## Archive for the ‘regression’ tag

## Causation, Correlation, and Instrumentation

One confounding problem in statistics (and life) is distinguishing causation and correlation. Let’s say we can observe two things simultaneously: X and Y. We collect many such observations. We notice that X and Y always move together. When X goes up, Y goes up (and vice versa). When Y goes down, X goes down (and vice versa). We would like to say that X causes Y. That is, we would like to draw a graph as follows, where the arrow indicate the direction of impact: X causes Y.
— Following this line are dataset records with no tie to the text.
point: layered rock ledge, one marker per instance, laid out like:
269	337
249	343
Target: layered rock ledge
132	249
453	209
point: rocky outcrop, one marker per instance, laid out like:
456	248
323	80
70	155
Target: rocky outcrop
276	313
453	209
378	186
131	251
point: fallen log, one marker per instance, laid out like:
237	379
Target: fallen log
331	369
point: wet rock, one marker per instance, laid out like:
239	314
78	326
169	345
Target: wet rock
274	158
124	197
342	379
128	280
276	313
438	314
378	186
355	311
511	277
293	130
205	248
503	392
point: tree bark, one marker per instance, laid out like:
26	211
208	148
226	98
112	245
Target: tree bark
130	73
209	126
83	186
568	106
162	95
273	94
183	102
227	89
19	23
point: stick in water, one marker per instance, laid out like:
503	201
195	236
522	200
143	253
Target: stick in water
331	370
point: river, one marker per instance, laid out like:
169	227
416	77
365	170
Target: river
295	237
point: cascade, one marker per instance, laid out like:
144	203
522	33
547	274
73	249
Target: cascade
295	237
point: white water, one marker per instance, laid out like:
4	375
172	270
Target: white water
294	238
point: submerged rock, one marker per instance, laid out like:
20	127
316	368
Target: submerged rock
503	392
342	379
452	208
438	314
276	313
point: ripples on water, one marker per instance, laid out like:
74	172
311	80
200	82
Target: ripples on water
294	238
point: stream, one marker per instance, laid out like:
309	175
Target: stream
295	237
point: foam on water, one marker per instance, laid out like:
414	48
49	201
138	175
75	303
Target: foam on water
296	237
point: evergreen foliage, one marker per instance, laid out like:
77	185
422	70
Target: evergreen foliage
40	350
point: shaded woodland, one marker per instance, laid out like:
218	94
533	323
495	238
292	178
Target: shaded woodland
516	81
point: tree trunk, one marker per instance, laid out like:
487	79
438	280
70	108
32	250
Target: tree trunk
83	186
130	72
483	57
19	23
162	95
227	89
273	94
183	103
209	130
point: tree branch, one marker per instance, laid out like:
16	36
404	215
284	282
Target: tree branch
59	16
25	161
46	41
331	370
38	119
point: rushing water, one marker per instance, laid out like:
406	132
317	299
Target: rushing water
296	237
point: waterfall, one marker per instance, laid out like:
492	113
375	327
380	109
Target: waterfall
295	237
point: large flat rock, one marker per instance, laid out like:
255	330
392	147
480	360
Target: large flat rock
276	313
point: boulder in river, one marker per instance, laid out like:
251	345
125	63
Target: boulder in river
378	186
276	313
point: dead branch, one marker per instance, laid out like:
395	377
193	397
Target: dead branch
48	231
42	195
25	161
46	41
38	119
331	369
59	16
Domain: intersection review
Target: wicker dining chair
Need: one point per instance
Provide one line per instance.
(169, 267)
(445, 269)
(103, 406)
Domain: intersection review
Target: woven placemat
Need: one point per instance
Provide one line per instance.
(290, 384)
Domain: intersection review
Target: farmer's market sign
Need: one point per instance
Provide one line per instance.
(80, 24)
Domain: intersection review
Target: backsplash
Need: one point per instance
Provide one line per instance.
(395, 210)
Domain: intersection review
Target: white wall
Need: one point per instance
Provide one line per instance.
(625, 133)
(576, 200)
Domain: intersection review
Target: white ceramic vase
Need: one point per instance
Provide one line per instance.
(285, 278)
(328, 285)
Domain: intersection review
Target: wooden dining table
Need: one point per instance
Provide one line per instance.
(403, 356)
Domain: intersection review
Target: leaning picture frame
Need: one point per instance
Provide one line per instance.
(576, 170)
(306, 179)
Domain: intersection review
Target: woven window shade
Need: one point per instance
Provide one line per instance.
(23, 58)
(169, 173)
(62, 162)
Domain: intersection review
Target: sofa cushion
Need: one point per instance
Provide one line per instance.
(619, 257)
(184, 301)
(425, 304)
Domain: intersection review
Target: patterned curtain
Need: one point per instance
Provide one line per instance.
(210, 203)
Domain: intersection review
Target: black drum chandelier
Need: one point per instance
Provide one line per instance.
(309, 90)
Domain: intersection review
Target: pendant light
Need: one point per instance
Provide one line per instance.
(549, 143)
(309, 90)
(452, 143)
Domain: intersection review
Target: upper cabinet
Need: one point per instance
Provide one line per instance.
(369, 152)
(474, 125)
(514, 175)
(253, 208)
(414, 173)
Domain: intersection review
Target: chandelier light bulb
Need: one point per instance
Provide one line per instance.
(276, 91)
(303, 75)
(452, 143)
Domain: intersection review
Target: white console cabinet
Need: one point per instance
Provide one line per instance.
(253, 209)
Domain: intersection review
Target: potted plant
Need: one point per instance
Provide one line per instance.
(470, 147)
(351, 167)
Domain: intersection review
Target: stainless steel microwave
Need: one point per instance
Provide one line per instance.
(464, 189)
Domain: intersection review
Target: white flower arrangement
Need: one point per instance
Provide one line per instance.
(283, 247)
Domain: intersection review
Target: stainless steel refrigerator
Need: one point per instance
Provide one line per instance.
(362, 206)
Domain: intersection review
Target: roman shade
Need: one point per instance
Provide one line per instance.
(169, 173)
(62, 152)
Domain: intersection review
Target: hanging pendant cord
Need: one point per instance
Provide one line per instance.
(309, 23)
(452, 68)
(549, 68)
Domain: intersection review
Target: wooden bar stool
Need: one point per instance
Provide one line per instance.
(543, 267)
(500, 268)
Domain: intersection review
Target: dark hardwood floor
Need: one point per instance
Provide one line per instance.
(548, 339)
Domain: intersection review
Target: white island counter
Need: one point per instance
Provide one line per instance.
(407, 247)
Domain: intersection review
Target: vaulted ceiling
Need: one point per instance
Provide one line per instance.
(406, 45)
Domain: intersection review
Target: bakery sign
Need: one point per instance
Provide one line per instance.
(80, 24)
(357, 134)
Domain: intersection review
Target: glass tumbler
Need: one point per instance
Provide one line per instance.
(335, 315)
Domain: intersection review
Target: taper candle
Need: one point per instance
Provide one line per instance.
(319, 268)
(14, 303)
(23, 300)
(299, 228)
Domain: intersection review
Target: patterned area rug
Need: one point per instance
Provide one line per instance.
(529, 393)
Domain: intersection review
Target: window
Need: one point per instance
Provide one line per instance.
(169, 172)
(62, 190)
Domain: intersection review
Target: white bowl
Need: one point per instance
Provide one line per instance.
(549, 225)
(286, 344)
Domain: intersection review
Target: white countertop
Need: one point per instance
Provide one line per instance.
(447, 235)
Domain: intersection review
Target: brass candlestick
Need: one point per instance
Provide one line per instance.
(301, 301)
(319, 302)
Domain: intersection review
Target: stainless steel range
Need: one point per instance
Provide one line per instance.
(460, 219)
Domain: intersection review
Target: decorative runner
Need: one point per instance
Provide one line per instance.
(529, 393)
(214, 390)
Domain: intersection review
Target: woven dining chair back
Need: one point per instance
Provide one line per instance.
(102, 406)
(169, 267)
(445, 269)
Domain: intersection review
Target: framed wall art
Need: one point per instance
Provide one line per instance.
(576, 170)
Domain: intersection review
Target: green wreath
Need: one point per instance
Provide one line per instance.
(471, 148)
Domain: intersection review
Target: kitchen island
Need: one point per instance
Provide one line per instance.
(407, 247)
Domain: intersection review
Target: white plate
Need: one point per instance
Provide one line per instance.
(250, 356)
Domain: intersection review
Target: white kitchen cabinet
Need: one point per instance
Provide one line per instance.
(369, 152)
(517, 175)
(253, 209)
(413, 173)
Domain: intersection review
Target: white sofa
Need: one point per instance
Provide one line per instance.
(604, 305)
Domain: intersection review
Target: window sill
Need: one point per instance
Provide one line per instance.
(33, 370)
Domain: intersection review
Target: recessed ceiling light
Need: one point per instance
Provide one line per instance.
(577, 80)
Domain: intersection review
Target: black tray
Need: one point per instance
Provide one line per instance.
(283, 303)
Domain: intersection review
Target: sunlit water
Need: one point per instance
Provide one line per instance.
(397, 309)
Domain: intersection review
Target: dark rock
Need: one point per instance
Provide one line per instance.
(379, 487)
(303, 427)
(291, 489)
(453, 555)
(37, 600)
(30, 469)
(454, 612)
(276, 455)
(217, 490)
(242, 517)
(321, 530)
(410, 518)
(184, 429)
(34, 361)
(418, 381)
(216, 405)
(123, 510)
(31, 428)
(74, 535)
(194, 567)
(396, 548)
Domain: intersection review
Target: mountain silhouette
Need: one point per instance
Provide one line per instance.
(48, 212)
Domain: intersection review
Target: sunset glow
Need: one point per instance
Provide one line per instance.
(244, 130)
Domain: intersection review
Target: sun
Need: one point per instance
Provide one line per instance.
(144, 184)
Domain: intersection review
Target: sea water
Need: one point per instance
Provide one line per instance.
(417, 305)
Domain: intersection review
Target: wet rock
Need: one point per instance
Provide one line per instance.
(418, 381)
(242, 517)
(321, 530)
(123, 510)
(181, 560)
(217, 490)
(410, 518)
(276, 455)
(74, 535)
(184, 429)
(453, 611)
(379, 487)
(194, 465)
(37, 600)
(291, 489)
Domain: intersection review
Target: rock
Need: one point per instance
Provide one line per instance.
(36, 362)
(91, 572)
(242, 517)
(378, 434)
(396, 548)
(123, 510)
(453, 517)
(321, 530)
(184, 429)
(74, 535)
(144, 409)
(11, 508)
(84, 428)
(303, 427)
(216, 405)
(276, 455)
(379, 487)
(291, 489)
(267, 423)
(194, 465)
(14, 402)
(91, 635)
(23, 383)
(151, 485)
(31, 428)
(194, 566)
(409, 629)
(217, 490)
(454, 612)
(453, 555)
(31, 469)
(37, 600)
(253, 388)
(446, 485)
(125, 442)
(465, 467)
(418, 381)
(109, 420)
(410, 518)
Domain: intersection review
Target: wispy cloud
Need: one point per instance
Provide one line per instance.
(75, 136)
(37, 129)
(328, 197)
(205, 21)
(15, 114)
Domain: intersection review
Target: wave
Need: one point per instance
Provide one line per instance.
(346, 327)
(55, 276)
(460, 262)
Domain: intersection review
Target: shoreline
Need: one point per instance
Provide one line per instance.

However, we can’t make that statement (at least not based on these observations) for a few different reasons.

## Reverse Causation

The first is that we only know X and Y move together. It could be that Y in fact causes X. An example would be an alien observing human behavior. The alien notices that days that humans have umbrellas tend to be rainy days. The alien concludes that umbrellas cause rain. Instead of the model of X causing Y, our model is that Y causes X:

Fundamentally, the problem here is Y and X are just things we can observe. We don’t really know which is Y and which is X. Does social media cause anxiety/depression, or are depressed/anxious people more likely to go on social media?

## Hidden Variable

It could also be the case that X and Y both depend on another variable V that we can’t see. Here is an example:

Do churches cause murder? In the 1980s several studies used census data to show that the more churches a city has, the more murders occur in the city each year. With tongue in cheek, the authors claimed to have proved that the presence of churches increases the prevalence of murders. While the data were correct, the conclusion was obviously nonsense. What is the hidden variable here? Larger cities tend to have more of everything, including both churches and murders, so the hidden variable is population size.

Stuart Math – Discovery Project: Causation and Correlation

We have the model below:

In this case, X does not cause Y. And Y does not cause X. V causes both of them. What’s worse, we can never be sure that one or more such variables exist.

## Overall Confounding Model

Putting it all together, we get a model where we can only observe X & Y. X can cause Y and/or Y can cause X (possibly simultaneously). In addition, both X and Y could depend on another variable which we cannot see.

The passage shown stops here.